- Cleon Township Location within Michigan Cleon Township Location within the United States
- Coordinates: 44°28′16″N 85°53′17″W﻿ / ﻿44.47111°N 85.88806°W
- Country: United States
- State: Michigan
- County: Manistee

Area
- • Total: 36.15 sq mi (93.6 km^{2})
- • Land: 36.07 sq mi (93.4 km^{2})
- • Water: 0.08 sq mi (0.21 km^{2})
- Elevation: 883 ft (269 m)

Population (2020)
- • Total: 1,063
- • Density: 29.5/sq mi (11.4/km^{2})
- Time zone: UTC-5 (Eastern (EST))
- • Summer (DST): UTC-4 (EDT)
- ZIP Codes: 49625 (Copemish) 49683 (Thompsonville)
- FIPS code: 26-101-16380
- GNIS feature ID: 1626096
- Website: www.cleontownship.com

= Cleon Township, Michigan =

Cleon Township is a civil township of Manistee County located in the U.S. state of Michigan. The population was 1,063 at the 2020 census, up from 957 in 2010.

==Geography==
The township occupies the northwest corner of Manistee County, with Benzie County to the north, Wexford County to the east, and Grand Traverse County touching its northeast corner. According to the U.S. Census Bureau, the township has a total area of 36.1 sqmi, of which 0.08 sqmi, or 0.23%, are water.

===Highways===
- is a highway within the township, following a diagonal northwest–southeast routing. The highway passes through the village of Copemish, connecting it with Benzonia to the northwest and Mesick to the southeast.

==Communities==
- Cleon was an unincorporated community on the Manistee River that was settled in 1865. It had a post office from 1871 until 1902.
- Copemish is a village within the west of the township.

==Demographics==

As of the census of 2000, there were 932 people, 351 households, and 252 families residing in the township. The population density was 25.9 PD/sqmi. There were 478 housing units at an average density of 13.3 /sqmi. The racial makeup of the township was 95.92% White, 0.43% African American, 1.93% Native American, 0.54% from other races, and 1.18% from two or more races. Hispanic or Latino of any race were 2.04% of the population.
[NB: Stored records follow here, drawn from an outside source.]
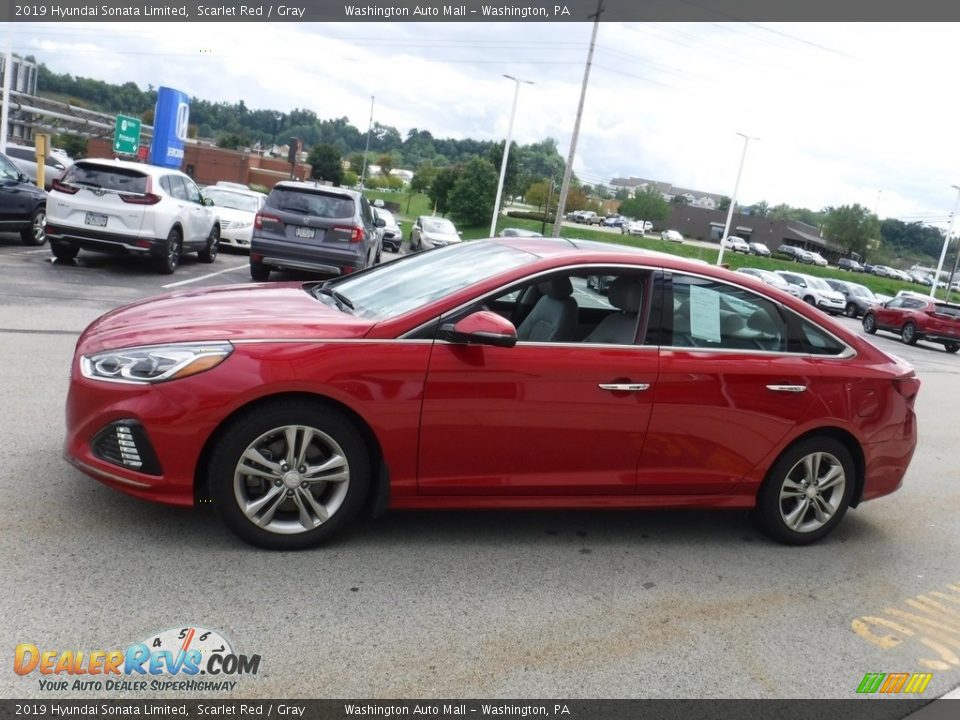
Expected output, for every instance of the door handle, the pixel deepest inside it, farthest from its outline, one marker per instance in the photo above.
(787, 388)
(625, 387)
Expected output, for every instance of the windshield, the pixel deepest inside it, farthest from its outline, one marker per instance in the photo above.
(237, 201)
(439, 225)
(399, 287)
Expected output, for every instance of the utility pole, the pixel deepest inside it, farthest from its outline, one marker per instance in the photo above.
(946, 242)
(363, 173)
(568, 170)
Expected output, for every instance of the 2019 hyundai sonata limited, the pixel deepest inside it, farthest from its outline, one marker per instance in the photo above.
(484, 375)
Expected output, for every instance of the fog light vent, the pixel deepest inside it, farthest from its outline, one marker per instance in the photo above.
(125, 443)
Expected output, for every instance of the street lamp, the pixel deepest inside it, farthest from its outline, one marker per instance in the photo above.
(946, 242)
(363, 173)
(733, 200)
(506, 152)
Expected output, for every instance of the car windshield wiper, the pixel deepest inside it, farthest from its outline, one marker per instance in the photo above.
(338, 297)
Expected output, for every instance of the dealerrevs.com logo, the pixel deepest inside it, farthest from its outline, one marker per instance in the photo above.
(187, 658)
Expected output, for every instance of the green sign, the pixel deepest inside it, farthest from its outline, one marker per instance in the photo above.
(126, 135)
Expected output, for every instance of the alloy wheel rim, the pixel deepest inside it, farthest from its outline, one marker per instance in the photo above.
(291, 480)
(812, 492)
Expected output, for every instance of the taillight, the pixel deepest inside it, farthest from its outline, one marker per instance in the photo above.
(260, 217)
(908, 387)
(61, 186)
(356, 233)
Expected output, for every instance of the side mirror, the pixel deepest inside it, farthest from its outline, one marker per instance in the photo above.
(483, 328)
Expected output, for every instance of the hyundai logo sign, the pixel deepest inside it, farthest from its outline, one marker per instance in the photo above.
(171, 124)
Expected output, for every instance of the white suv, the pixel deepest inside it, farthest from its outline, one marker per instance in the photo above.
(120, 207)
(816, 291)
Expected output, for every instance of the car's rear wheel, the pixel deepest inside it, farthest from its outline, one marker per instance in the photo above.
(167, 262)
(908, 333)
(63, 251)
(807, 491)
(259, 271)
(35, 234)
(209, 253)
(289, 475)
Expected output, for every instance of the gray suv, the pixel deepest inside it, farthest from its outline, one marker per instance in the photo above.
(313, 227)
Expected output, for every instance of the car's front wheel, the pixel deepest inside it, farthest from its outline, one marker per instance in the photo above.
(209, 253)
(908, 334)
(36, 234)
(289, 475)
(807, 491)
(167, 262)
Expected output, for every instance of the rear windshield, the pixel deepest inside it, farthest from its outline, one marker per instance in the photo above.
(107, 177)
(306, 202)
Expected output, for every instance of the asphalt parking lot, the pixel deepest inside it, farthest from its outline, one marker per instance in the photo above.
(523, 604)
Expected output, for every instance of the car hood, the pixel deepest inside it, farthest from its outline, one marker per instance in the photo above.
(279, 311)
(441, 237)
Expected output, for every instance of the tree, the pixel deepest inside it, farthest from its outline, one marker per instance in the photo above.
(473, 193)
(646, 205)
(327, 164)
(852, 227)
(441, 186)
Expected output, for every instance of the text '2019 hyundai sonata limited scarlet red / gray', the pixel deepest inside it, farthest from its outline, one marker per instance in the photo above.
(489, 375)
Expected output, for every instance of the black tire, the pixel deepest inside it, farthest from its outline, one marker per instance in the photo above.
(209, 253)
(259, 271)
(787, 509)
(167, 263)
(285, 505)
(908, 334)
(35, 234)
(64, 251)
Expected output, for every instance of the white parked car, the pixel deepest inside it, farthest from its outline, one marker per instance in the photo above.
(126, 208)
(237, 207)
(816, 291)
(637, 227)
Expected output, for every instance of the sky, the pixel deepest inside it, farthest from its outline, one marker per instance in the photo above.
(841, 113)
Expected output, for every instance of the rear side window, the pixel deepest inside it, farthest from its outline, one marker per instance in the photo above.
(109, 178)
(318, 204)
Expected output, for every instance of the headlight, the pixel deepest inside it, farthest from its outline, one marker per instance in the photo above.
(156, 363)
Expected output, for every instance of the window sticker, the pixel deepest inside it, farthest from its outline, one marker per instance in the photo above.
(704, 313)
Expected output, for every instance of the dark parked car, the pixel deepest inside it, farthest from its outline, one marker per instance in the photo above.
(25, 158)
(23, 206)
(859, 298)
(915, 317)
(313, 227)
(850, 265)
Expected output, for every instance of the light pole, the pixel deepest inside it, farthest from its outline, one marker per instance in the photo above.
(506, 152)
(946, 242)
(363, 173)
(733, 200)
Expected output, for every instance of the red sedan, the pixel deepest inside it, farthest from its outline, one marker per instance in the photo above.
(915, 317)
(489, 375)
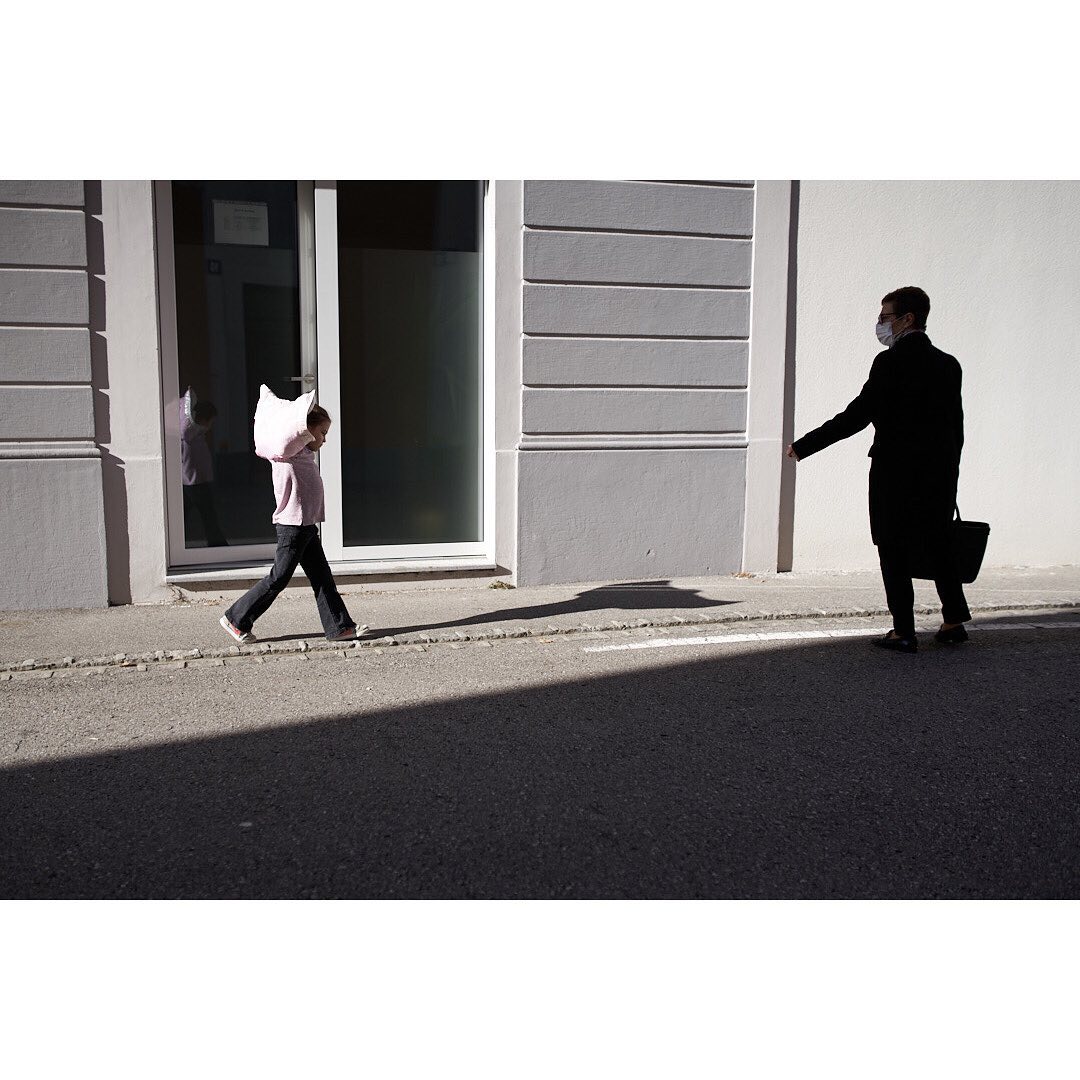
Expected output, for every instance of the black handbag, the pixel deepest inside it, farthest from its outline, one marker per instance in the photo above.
(968, 543)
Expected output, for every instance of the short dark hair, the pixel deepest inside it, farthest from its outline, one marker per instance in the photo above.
(910, 299)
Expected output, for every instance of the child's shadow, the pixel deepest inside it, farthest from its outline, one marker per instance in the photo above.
(631, 596)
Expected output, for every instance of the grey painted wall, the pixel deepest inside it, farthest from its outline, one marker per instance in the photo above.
(635, 326)
(51, 503)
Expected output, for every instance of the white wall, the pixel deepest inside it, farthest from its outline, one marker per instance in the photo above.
(1001, 264)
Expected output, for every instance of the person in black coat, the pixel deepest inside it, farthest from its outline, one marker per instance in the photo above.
(913, 400)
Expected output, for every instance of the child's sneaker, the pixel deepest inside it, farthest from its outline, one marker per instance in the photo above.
(243, 636)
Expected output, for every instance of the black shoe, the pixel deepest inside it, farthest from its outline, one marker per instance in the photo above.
(896, 644)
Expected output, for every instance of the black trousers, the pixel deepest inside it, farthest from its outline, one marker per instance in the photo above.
(297, 545)
(900, 592)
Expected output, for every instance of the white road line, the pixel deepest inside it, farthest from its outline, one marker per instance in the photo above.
(801, 635)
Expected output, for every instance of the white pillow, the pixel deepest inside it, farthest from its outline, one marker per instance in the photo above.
(281, 427)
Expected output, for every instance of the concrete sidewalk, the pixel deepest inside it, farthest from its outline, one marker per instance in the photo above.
(189, 630)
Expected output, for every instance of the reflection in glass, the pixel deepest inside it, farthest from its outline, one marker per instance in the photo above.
(409, 316)
(238, 325)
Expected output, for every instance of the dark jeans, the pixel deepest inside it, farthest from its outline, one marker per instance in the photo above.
(297, 545)
(900, 593)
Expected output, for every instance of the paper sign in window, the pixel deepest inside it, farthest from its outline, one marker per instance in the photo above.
(241, 223)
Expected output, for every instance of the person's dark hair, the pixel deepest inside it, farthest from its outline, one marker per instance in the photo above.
(909, 299)
(202, 412)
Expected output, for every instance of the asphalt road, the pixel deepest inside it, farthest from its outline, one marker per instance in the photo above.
(791, 769)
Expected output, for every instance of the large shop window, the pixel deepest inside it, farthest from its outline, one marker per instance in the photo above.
(399, 360)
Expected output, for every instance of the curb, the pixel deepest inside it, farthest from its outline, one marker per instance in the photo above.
(178, 658)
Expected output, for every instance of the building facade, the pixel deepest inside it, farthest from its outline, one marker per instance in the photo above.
(552, 381)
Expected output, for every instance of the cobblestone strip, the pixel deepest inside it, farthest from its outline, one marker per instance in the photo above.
(417, 643)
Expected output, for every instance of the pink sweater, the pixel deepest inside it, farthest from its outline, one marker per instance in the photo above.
(299, 490)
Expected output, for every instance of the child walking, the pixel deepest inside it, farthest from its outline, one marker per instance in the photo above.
(299, 489)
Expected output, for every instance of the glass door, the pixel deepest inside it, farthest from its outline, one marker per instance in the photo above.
(373, 293)
(400, 286)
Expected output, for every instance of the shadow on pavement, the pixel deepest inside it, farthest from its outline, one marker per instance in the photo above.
(630, 596)
(814, 770)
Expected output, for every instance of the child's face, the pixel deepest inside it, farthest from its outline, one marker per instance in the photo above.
(320, 431)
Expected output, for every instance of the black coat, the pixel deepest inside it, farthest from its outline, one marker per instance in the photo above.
(913, 400)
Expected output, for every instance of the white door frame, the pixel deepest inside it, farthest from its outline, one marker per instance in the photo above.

There were 351 households, out of which 34.8% had children under the age of 18 living with them, 57.0% were married couples living together, 9.4% had a female householder with no husband present, and 28.2% were non-families. 21.1% of all households were made up of individuals, and 8.0% had someone living alone who was 65 years of age or older. The average household size was 2.66 and the average family size was 3.13.

In the township the population was spread out, with 27.3% under the age of 18, 7.6% from 18 to 24, 29.4% from 25 to 44, 24.9% from 45 to 64, and 10.8% who were 65 years of age or older. The median age was 36 years. For every 100 females, there were 112.3 males. For every 100 females age 18 and over, there were 107.3 males.

The median income for a household in the township was $30,547, and the median income for a family was $32,841. Males had a median income of $26,016 versus $20,694 for females. The per capita income for the township was $13,523. About 9.1% of families and 13.2% of the population were below the poverty line, including 12.7% of those under age 18 and 17.5% of those age 65 or over.